Rio Tinto joins a consortium dedicated to sustainable mining
Since the resources on which the mining industry depends are precious and limited, concerns about sustainability are central to its operations. To address these needs, a variety of endeavours that can help bolster responsible mining efforts have been established around the world.
One such effort is the Sustainable Resources Engineering Education Consortium, which was set up by the Graduate School of Engineering at both Hokkaido University and Kyushu University. The aim is to strengthen and enhance mineral resource development education in Japan.
The consortium is based on the Joint Program for Sustainable Resources Engineering that was started in 2015 by the two graduate schools. In 2017, the schools also set up the Cooperative Program for Resources Engineering, a master’s degree program that is Japan’s first joint resource engineering course. Seeking to develop graduates with international perspectives and a high level of expertise, the program has given Japanese students the opportunity to participate in overseas internships, and has featured lectures from international academics.
To provide further support for graduates on the program, the consortium has begun to welcome to its membership private companies and public institutions. One of those enterprises is Rio Tinto, which joined the Sustainable Resources Engineering Education Consortium on April 1.
The Canadian spoke about the consortium with Bill Horie, Rio Tinto Japan representative director and president. He pointed out that joining made perfect sense, given the company’s global view and responsible approach: “We produce materials essential for human progress and our materials are essential for the low-carbon transition. These resources are finite, and we recognize our responsibility to extract full value from minerals and materials we produce, while avoiding harm and mitigating impacts to people and the planet.”

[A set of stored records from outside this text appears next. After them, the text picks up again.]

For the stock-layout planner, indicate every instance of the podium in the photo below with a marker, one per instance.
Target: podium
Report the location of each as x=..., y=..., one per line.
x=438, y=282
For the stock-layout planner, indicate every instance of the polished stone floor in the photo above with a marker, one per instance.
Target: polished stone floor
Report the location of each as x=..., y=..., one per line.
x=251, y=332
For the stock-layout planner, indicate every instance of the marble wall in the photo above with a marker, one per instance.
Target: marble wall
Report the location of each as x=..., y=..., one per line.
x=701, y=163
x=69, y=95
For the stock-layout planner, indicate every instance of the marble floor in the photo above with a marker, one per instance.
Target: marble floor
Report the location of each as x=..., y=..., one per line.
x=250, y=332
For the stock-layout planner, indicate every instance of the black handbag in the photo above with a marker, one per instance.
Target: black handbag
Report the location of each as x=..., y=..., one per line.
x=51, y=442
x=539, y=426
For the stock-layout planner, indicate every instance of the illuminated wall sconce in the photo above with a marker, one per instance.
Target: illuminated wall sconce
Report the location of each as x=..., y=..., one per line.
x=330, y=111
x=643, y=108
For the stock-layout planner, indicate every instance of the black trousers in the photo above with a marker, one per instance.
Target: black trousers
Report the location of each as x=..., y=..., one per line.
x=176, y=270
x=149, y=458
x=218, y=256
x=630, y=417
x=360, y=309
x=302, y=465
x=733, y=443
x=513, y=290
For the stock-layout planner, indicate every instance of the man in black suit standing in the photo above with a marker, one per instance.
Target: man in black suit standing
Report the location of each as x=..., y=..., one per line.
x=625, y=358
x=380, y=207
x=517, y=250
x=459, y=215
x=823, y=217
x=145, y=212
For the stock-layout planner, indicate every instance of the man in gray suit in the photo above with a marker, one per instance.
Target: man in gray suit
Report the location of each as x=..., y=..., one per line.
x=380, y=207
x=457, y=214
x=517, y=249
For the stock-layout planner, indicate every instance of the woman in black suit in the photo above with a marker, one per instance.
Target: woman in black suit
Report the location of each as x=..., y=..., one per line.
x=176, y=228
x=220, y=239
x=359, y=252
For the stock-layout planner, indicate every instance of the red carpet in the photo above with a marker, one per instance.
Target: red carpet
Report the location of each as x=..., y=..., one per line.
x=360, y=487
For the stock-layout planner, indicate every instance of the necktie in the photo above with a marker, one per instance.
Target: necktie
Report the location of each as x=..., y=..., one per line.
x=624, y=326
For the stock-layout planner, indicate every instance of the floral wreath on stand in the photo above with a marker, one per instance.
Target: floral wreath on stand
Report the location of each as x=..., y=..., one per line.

He added that Rio Tinto stands to play an important role in the organization: “As the only non-Japanese company participating in the consortium, we believe there is a unique role we can play for the consortium and the students of the program this consortium will support. As one of the global leading companies in the resources industry, development of future leaders has been central to our company objectives, and we are very keen to be part of it through the consortium. We have experts both in Japan and globally who are in various fields that are relevant to the resources industry. We look forward to having opportunities to share our experiences — for example, in how a mining company faces challenges everyday and what we do to find solutions — through lectures and interactions with students. Sharing our work with other universities may also be of interest to students, faculties and other consortium members, and we are keen to learn from both universities and other consortium members.”
Rio Tinto has many operations in Canada, and many products — including iron ore, titanium dioxide and diamonds — from these operations make their way to Japan. Furthermore, the company is involved in sustainable activities in Canada that may be of interest to the consortium.
Horie pointed out that one of them is ELYSIS, Rio Tinto’s joint effort with Alcoa, which is supported by Apple Inc. and the governments of Canada and Québec. The endeavour aims to help further develop breakthrough aluminum smelting technology that produces no greenhouse gas emissions.
And recently, Rio Tinto has become the first producer in North America of scandium oxide, one of several oxides of rare earth elements with a high melting point. Scandium is seen as a future critical material for the world, and Rio Tinto produces it from the waste streams of titanium dioxide production in Canada, without additional mining activity.
The initiator of the consortium, Professor Naoki Hiroyoshi of the Faculty of Engineering at Hokkaido University, was enthusiastic about Rio Tinto’s joining, as he explained in a press release: “We sincerely welcome Rio Tinto, a world leader in the mining and metal industries, to the consortium. With Rio Tinto’s participation, we will be able to better pursue the consortium’s goal of developing sustainable resource-related human resources in Japan. Including Rio Tinto, 17 companies and five public organizations have already decided to join or support the consortium. We continue to call for more supporters to enhance this consortium further.”
Rio Tinto Japan’s Horie bolstered these remarks, saying: “Japan will continue to need raw materials as a manufacturing superpower, and that means it will also need future leaders who understand the resources industry. This is a great forum where we can work together with various stakeholders, both private and public, as well as top national universities’ faculty members, for a great cause, supporting future talents of the resource industry in Japan and beyond.”